The major outer membrane protein P1 (class 1) of Neisseria meningitidis has been produced as inclusion bodies in Bacillus subtilis with the aim to develop a vaccine based on it. The protein produced in high yield in B. subtilis contained an N-terminal extension of 11 amino acid residues which was found to be necessary for expression in the production system. In the present study we asked whether or not the removal of this extension would effect the conformation of this protein in liposomes as judged by its immunogenic properties. A methionine was engineered in front of the mature P1 protein to provide a chemical cleavage site for CNBr to remove the extension. The CNBr-cleaved protein, complexed with phospholipids, elicited high titers of antibodies binding to the meningococcal cells similarly to the noncleaved protein. This suggests that the BacP1 protein can serve as an effective vaccine component irrespective of the presence, or absence, of this N-terminal extension.

Immunization with meningococcal class 1 outer membrane protein produced in Bacillus subtilis and reconstituted in the presence of Zwittergent or Triton X-100.

Vaccines against group B meningococcal infection tested in several field trials have all been extracts of the outer membrane of the bacteria. We have developed a single component vaccine based on the class 1 outer membrane protein P1 produced in a heterologous host Bacillus subtilis, and describe here its immunizing properties. The purified and denatured protein BacP1 was solubilized in SDS, followed by addition of an excess of a second detergent (Zwittergent 3-14 or Triton X-100).
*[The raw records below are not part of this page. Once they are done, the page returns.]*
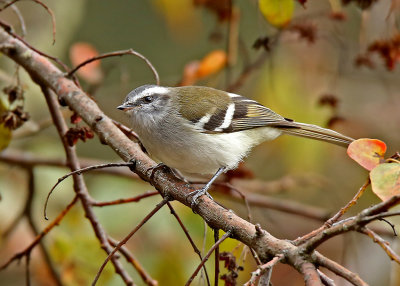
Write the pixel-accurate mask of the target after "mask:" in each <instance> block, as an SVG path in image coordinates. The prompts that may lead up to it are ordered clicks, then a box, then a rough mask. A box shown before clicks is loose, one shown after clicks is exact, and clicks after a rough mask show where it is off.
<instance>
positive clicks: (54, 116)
mask: <svg viewBox="0 0 400 286" xmlns="http://www.w3.org/2000/svg"><path fill="white" fill-rule="evenodd" d="M42 92H43V94H44V96H45V98H46V102H47V105H48V106H49V110H50V114H51V117H52V119H53V121H54V124H55V126H56V128H57V131H58V134H59V136H60V139H61V141H62V143H63V146H64V150H65V154H66V157H67V162H68V165H69V167H70V169H71V170H72V171H74V170H78V169H80V166H79V160H78V156H77V154H76V152H75V147H73V146H69V145H68V142H67V139H66V137H65V136H64V135H65V134H66V132H67V131H68V128H67V125H66V123H65V121H64V118H63V116H62V113H61V111H60V109H59V107H60V106H59V103H58V101H57V99H56V98H55V97H54V96H53V93H52V91H51V90H49V89H48V88H46V87H43V86H42ZM73 180H74V191H75V193H76V195H77V197H78V198H79V200H80V201H81V203H82V206H83V210H84V212H85V216H86V218H87V219H88V220H89V221H90V223H91V225H92V228H93V231H94V233H95V235H96V237H97V238H98V239H99V241H100V243H101V247H102V248H103V249H104V250H105V251H106V252H107V253H108V254H109V253H111V252H112V246H111V245H110V243H109V242H108V239H107V235H106V233H105V231H104V229H103V227H102V226H101V224H100V222H99V221H98V219H97V217H96V215H95V213H94V211H93V208H92V205H91V198H90V196H89V193H88V190H87V188H86V184H85V182H84V180H83V177H82V176H79V175H78V174H74V175H73ZM111 261H112V263H113V265H114V269H115V272H116V273H117V274H119V275H120V276H121V278H122V279H123V280H124V282H125V284H126V285H133V281H132V278H131V277H130V276H129V274H128V273H127V272H126V270H125V269H124V268H123V266H122V264H121V262H120V261H118V259H117V258H116V257H112V258H111Z"/></svg>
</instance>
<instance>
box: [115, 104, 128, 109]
mask: <svg viewBox="0 0 400 286" xmlns="http://www.w3.org/2000/svg"><path fill="white" fill-rule="evenodd" d="M117 109H119V110H125V109H126V106H125V105H124V104H121V105H120V106H118V107H117Z"/></svg>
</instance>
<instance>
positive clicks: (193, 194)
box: [186, 188, 214, 208]
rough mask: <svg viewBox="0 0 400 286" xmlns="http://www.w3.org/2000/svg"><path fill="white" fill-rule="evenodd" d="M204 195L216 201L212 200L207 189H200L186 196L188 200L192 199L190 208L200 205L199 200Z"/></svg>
mask: <svg viewBox="0 0 400 286" xmlns="http://www.w3.org/2000/svg"><path fill="white" fill-rule="evenodd" d="M202 195H206V196H207V197H209V198H210V199H211V200H214V199H213V198H212V196H211V195H210V194H209V193H208V192H207V188H201V189H198V190H194V191H193V192H190V193H189V194H187V195H186V199H188V198H189V197H192V202H191V203H190V206H191V207H192V208H193V207H195V206H196V205H197V204H198V203H199V202H198V199H199V198H200V197H201V196H202Z"/></svg>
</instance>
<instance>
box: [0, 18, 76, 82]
mask: <svg viewBox="0 0 400 286" xmlns="http://www.w3.org/2000/svg"><path fill="white" fill-rule="evenodd" d="M0 26H2V27H4V30H5V31H6V32H7V33H8V34H9V35H10V36H12V37H14V38H16V39H18V40H20V41H21V42H22V43H24V45H26V46H27V47H28V48H29V49H31V50H32V51H34V52H36V53H38V54H39V55H41V56H43V57H46V58H48V59H50V60H52V61H54V62H56V63H57V64H59V65H60V66H61V67H62V68H63V69H64V70H65V71H69V70H70V68H69V67H68V66H67V65H66V64H64V62H63V61H61V60H60V59H58V58H56V57H53V56H50V55H48V54H46V53H43V52H42V51H39V50H38V49H36V48H34V47H33V46H31V45H30V44H29V43H28V42H26V41H25V40H24V39H23V38H21V37H20V36H19V35H18V34H15V33H13V32H12V29H11V26H10V25H8V24H6V23H4V22H3V21H1V20H0ZM73 80H74V82H75V83H78V82H77V80H76V78H73ZM78 86H79V84H78Z"/></svg>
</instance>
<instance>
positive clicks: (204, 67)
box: [197, 50, 228, 78]
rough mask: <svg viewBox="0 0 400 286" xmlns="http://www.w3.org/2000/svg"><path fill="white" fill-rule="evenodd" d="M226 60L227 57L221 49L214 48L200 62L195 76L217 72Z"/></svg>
mask: <svg viewBox="0 0 400 286" xmlns="http://www.w3.org/2000/svg"><path fill="white" fill-rule="evenodd" d="M227 61H228V57H227V55H226V53H225V51H223V50H215V51H212V52H210V53H208V54H207V55H206V56H205V57H204V58H203V59H202V60H201V62H200V65H199V69H198V70H197V77H198V78H203V77H206V76H209V75H211V74H215V73H217V72H218V71H220V70H221V69H223V68H224V67H225V65H226V63H227Z"/></svg>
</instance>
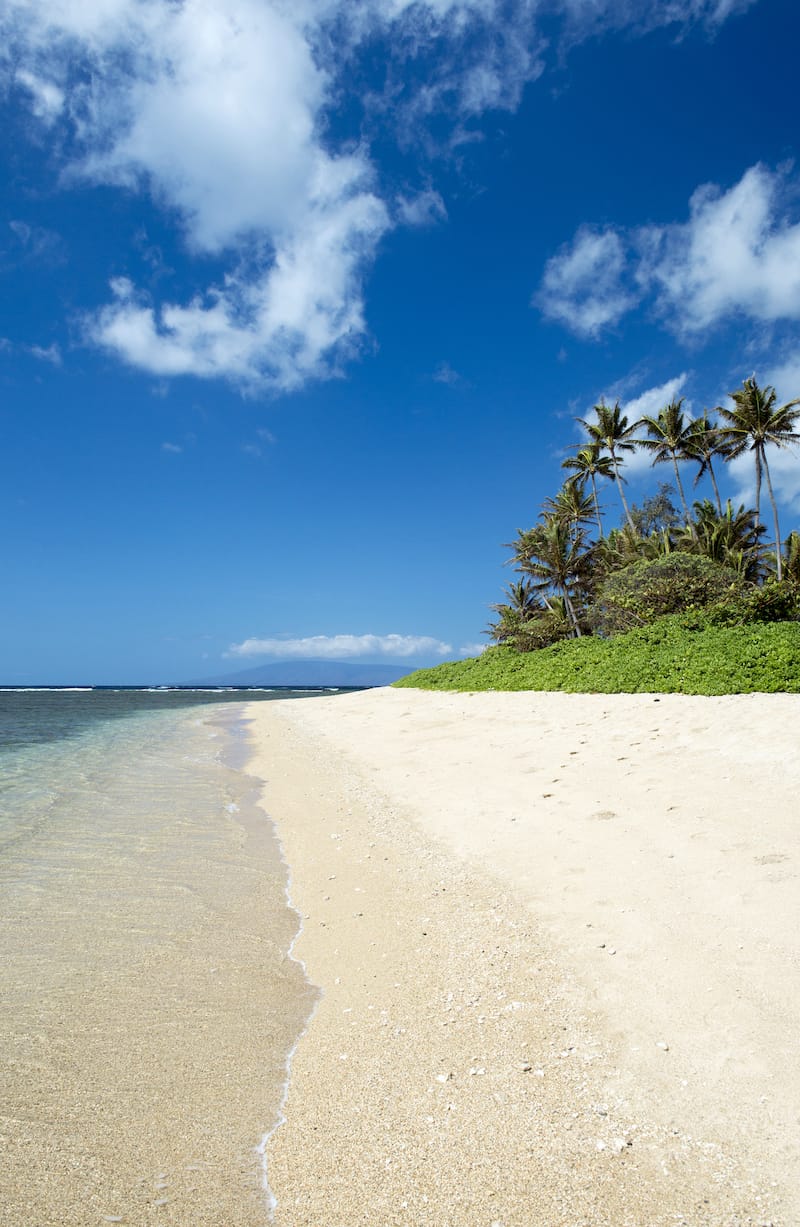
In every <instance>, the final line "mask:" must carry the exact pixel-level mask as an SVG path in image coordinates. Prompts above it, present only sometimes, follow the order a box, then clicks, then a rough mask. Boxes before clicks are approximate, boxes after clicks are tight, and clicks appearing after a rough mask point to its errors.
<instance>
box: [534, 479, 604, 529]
mask: <svg viewBox="0 0 800 1227" xmlns="http://www.w3.org/2000/svg"><path fill="white" fill-rule="evenodd" d="M595 509H596V508H595V502H594V496H593V494H587V493H585V491H584V487H583V483H582V482H579V481H566V482H564V485H563V486H562V487H561V490H560V491H558V493H557V494H556V497H555V498H546V499H545V502H544V504H542V519H546V520H547V519H553V520H557V521H558V523H560V524H566V525H567V528H571V529H582V528H583V525H584V524H588V523H589V521H590V520H593V519H594V517H595Z"/></svg>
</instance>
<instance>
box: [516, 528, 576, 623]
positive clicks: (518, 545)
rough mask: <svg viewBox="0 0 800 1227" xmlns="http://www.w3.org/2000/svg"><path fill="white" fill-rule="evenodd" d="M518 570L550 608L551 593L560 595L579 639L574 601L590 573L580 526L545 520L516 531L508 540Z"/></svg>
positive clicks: (556, 594)
mask: <svg viewBox="0 0 800 1227" xmlns="http://www.w3.org/2000/svg"><path fill="white" fill-rule="evenodd" d="M510 548H512V550H513V551H514V557H513V560H512V562H514V563H515V564H517V567H518V569H519V571H520V572H521V573H523V574H524V575H525V577H526V578H528V579H529V580H530V584H531V588H533V591H534V593H536V594H541V596H542V598H544V600H545V604H546V605H547V606H548V607H550V602H551V600H552V595H555V596H560V598H561V599H562V600H563V602H564V606H566V609H567V616H568V618H569V625H571V627H572V633H573V636H574V637H575V638H580V634H582V632H580V622H579V618H578V614H577V611H575V601H579V602H583V600H584V596H585V590H587V584H588V582H589V578H590V573H591V552H593V547H591V545H590V544H589V542H588V539H587V535H585V533H584V531H583V529H580V528H578V529H574V530H571V528H569V526H568V525H566V524H562V523H558V520H555V519H547V520H545V521H544V523H541V524H535V525H534V528H533V529H526V530H524V531H520V533H518V535H517V540H515V541H513V542H510Z"/></svg>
Immunization of mice showed that this process led to at least partial reconstitution of the native epitopes of the P1 protein. The immunogenicity of these BacP1 detergent preparations was further improved when administered together with adjuvants (aluminium hydroxide or monophosphoryl lipid A); high titers of antibodies were thus obtained with vaccine doses as low as 2 micrograms of protein. The antibodies elicited were essentially of IgG and reactive with protective epitopes present on the surface of meningococci. The bactericidal activity of the sera showed a good correlation to antibodies of the IgG1 and IgG2 isotypes, concomitantly increased in most sera.

The class 1 outer membrane protein of Neisseria meningitidis produced in Bacillus subtilis can give rise to protective immunity.

The class 1 outer membrane protein of Neisseria meningitidis B:15:P1.7,16 was expressed in Bacillus subtilis in high yield as intracellular aggregates. These were easy to isolate and the protein (called BacP1) could be solubilized under denaturing conditions. Sera of mice immunized with thus-solubilized BacP1 contained high titres of antibodies that reacted with the class 1 protein of the meningococcal envelope in immunoblots but did not react with native meningococcal envelope in enzyme immunoassays (EIA) or with intact meningococci in bactericidal assays. However, when the BacP1 protein was complexed with heterologous (Salmonella) lipopolysaccharide, the ensuing sera reacted with meningococcal envelope preparations in both EIA and immunoblots, showed subtype-specific bactericidal activity, and were protective in an infant rat meningitis model.